Magazine Contact #14

More and more people in the creative industries, more and more home offices. But the market and the advertising industry are teaching us that the young worker of today is nothing if not a co-worker. Comments on a trend.

They are cultural managers, they organise mediation sessions with clients, they work as life curators, offer holistic entrepreneurial counselling, run yoga blogs, teach body language, organise rhetoric seminars for toddlers, work as Esperanto interpreters, try their skills as freelance trend scouts, make self-drawn visiting cards, and manufacture chocolates made of pollen. The new millennium is bursting with new occupational ideas. And this goes along with the trend very well, because out of the 4.1 million Austrians in employment around 478,500 people are self-employed, which is about twelve per cent. And the trend is growing. In comparison: ten years ago the quota of freelancers was lower by a fifth.

“The creativity of modern freelancers is remarkable,” comments the Viennese sociologist Reinhold Knoll. “It’s wonderful that young people have the guts to find a niche in the market, establish themselves, and slowly but surely work their way up. But this shouldn’t belie the fact that the general employment market in Europe is shrinking more and more.” Social politics is declining, the social background conditions are more difficult than ever before.“ In the end, the one-man business is often nothing other than a creative attempt to escape the slough of poverty,” states Knoll. “This might be kept up quite well for a couple of months. But as soon as the subsidies and tax benefits abate, the daily struggle for existence takes over. And, as we all know very well, not everyone is in a position to succeed economically.”

One great financial burden is having one’s own office. Rent and furniture devour a great deal of money. One way of avoiding this pressure is co-working, the renting of an office work station for a specific period. Firstly, the demand for this is growing, and secondly it is creating another valuable means of self-employment, namely the so-called co-working office operator. And this is a very good thing.
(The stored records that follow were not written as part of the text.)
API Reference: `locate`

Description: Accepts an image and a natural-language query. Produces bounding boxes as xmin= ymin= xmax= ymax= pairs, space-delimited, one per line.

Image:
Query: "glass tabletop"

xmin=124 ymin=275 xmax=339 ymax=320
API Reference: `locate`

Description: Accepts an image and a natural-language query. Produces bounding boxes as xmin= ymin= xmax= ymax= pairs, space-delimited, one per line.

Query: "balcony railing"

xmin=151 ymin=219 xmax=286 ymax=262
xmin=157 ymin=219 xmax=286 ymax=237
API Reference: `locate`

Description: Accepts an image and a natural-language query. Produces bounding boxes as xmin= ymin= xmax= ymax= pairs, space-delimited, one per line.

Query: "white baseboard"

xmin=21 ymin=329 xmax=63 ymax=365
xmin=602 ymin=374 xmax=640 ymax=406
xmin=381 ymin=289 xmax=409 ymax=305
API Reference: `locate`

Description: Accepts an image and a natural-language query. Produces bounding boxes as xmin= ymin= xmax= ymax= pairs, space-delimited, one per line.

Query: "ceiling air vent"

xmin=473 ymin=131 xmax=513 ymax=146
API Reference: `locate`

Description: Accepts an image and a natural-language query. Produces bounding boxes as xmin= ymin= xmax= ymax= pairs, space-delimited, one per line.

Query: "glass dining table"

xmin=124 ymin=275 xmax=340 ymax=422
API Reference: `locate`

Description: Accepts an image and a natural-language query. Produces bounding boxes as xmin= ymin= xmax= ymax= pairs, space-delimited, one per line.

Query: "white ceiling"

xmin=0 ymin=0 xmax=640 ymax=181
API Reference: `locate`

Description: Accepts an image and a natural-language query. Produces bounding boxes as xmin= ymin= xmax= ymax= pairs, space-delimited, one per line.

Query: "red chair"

The range of possibilities in the big cities is very diverse and covers everything from quaint ground-floor digs straight out of a novel about flat-sharers, or boboid, open-space workshops, or slick studios that could be part of a sixties’ sciencefiction film set, when the future was still white and brightly lit. All we need is Captain Kirk and Lieutenant Uhura. Such offices are for instance The HUB in Prague (location: a former factory building) or the Neno Office in Vienna (location: on the pulsating Mariahilfer Strasse). What does Reinhold Knoll think of them? “These office models suit the need for communication between working people very well, and in the best-case scenario there is a relaxed, student-type atmosphere at the temporary workplace that corresponds ideally to our cultural model for the next younger generation.”

You can rent space in most co-working offices for a few euros a day, social contacts included. It’s possible that your neighbour will turn out one day to be a potential client. This would be very much in the spirit of the co-working concept. Ideally, you don’t buy the neo-laborative service, but barter it. The motto would be: seek homepage graphic artist, offer design supervision. The only unsolved problem remaining would be Knoll’s misgivings about monetary failure.